Nathalie Kosciusko-Morizet
Nathalie Kosciusko-Morizet © AFP / Guillaume Souvant

NKM fait partie des élus qui ont lancé un "comité de riposte républicaine" pour contrer le discours du FN. La députée de l'Essonne estime donc qu'Emmanuel Macron doit s'adresser à l'électorat de droite : "Pour moi, il n'y pas de question, il y a deux candidats et il faut battre le Front National (...) Je vois bien que certains hésitent et je fais ce que je peux pour les convaincre".

Pour beaucoup d'électeurs de droite, c'est un choix qui n'est pas si facile, il y a beaucoup de déception, l'alternance était attendue, presque promise. D'ailleurs, ça n'a pas été simple, en 2002, pour les électeurs de gauche

"Je fais partie de ceux qui disent : ça ne suffit pas, l'appel au vote, au soir du premier tour. Il faut aussi accompagner nos électeurs, engager le dialogue, le poursuivre"(...) [Macron] peut faire plus, en s'adressant plus aux électeurs qui ont voté François Fillon au premier tour".

Sur la rigueur de la gestion budgétaire, la lutte contre le communautarisme et le terrorisme islamique, Macron doit aller plus loin, clarifier les choses

Sur la création de ce comité de "riposte républicaine", Nathalie Kosciusko-Morizet explique : "C'est une initiative que nous avions pris avec Christian Estrosi avant le premier tour de la présidentielle. Non parce que j'ai toujours considéré que le Front National était pour nous un adversaire au second tour, mais aussi un adversaire au premier tour. Donc le travail a été fait depuis plusieurs semaines avant le premier tour, pour fournir à nos élus et nos militants des arguments contre le Front National".

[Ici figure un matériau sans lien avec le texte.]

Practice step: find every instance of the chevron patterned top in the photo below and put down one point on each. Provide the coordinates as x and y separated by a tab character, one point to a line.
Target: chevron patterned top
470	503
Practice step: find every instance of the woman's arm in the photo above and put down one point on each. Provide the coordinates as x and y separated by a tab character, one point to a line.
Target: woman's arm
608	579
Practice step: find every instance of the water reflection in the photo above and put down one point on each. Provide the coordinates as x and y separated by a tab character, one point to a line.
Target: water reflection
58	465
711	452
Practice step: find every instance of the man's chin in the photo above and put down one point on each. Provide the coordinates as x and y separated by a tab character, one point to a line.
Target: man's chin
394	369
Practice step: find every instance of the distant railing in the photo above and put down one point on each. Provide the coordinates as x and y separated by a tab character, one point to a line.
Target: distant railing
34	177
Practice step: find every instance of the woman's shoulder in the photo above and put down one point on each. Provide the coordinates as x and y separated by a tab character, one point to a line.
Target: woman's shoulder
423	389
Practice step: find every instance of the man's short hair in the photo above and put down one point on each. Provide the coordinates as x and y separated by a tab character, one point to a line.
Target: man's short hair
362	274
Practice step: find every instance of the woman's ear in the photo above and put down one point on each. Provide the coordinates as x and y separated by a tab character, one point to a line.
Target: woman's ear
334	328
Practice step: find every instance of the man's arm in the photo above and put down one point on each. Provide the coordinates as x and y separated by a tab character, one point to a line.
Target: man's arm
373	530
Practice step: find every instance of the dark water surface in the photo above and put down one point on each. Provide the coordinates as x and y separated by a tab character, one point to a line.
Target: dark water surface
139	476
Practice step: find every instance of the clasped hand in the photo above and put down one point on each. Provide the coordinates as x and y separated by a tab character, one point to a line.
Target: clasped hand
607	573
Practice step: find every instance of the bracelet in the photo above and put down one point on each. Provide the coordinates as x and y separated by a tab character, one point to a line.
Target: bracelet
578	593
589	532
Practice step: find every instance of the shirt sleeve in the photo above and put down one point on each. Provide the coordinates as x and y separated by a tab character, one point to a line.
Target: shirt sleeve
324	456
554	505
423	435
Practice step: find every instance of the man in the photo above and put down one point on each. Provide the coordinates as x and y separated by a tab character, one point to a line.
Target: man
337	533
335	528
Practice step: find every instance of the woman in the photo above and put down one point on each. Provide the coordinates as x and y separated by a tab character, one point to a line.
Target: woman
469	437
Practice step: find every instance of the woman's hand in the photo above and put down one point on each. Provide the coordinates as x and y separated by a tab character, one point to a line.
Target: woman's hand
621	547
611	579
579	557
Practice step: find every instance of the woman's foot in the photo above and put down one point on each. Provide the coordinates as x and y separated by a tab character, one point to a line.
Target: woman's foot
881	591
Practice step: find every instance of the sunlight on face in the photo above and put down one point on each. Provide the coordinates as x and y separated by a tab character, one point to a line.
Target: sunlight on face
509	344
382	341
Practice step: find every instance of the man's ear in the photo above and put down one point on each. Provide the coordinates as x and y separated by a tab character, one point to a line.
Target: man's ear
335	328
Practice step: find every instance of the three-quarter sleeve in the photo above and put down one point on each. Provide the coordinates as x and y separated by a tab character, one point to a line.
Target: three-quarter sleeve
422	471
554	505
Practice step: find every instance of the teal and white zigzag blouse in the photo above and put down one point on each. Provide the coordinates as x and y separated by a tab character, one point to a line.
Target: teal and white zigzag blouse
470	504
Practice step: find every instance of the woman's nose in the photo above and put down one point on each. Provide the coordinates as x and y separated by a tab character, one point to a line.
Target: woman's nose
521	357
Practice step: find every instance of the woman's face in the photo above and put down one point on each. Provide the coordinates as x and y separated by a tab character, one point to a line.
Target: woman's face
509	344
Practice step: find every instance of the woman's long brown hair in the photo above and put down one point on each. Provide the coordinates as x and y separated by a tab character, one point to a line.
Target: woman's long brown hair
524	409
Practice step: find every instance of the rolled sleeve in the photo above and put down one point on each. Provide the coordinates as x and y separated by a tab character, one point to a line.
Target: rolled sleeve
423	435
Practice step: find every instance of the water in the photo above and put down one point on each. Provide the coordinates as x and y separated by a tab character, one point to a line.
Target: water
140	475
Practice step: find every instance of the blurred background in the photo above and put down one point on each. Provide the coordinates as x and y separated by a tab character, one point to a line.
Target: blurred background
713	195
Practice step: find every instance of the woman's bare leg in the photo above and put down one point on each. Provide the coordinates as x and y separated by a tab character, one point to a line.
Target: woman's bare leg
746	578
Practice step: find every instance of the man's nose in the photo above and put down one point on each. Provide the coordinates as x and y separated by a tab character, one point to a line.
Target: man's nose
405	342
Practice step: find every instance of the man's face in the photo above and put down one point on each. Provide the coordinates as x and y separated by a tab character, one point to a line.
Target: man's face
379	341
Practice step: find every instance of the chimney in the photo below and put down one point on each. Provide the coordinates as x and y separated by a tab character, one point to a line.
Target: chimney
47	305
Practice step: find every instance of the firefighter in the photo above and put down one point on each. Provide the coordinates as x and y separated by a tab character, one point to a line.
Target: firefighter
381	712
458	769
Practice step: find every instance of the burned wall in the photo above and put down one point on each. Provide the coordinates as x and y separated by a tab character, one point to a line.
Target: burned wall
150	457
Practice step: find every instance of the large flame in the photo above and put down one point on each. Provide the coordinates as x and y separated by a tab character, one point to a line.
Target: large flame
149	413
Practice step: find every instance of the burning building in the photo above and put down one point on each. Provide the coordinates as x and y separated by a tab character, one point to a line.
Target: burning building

"Le Front National passe son temps à dire 'Nous n'avons pas de bilan'. Ils ont un bilan municipal (Fréjus, Hénin-Beaumont, Beaucaire, NDLR), mais je suis pas sûre que ce soit au bout de deux ans que les électeurs soient les plus sensibles à certains des éléments de ce bilan".

Dans cet argumentaire, on relève des éléments financiers extrêmement troublants que les électeurs ne peuvent pas forcément voir au bout de deux ans, mais qu'ils vont voir dans cinq

"Ca a des conséquences : plus d'école, plus d'entretien, au quotidien, ça se voit", poursuit la députée de l'Essonne.

Sur le ralliement de Nicolas Dupont-Aignan à Marine Le Pen

Le jugement de Nathalie Kosciusko-Morizet est sans appel : "La façon dont Nicolas Dupont-Aignan cache toutes ses vilenies derrière le général de Gaulle, c'est insupportable".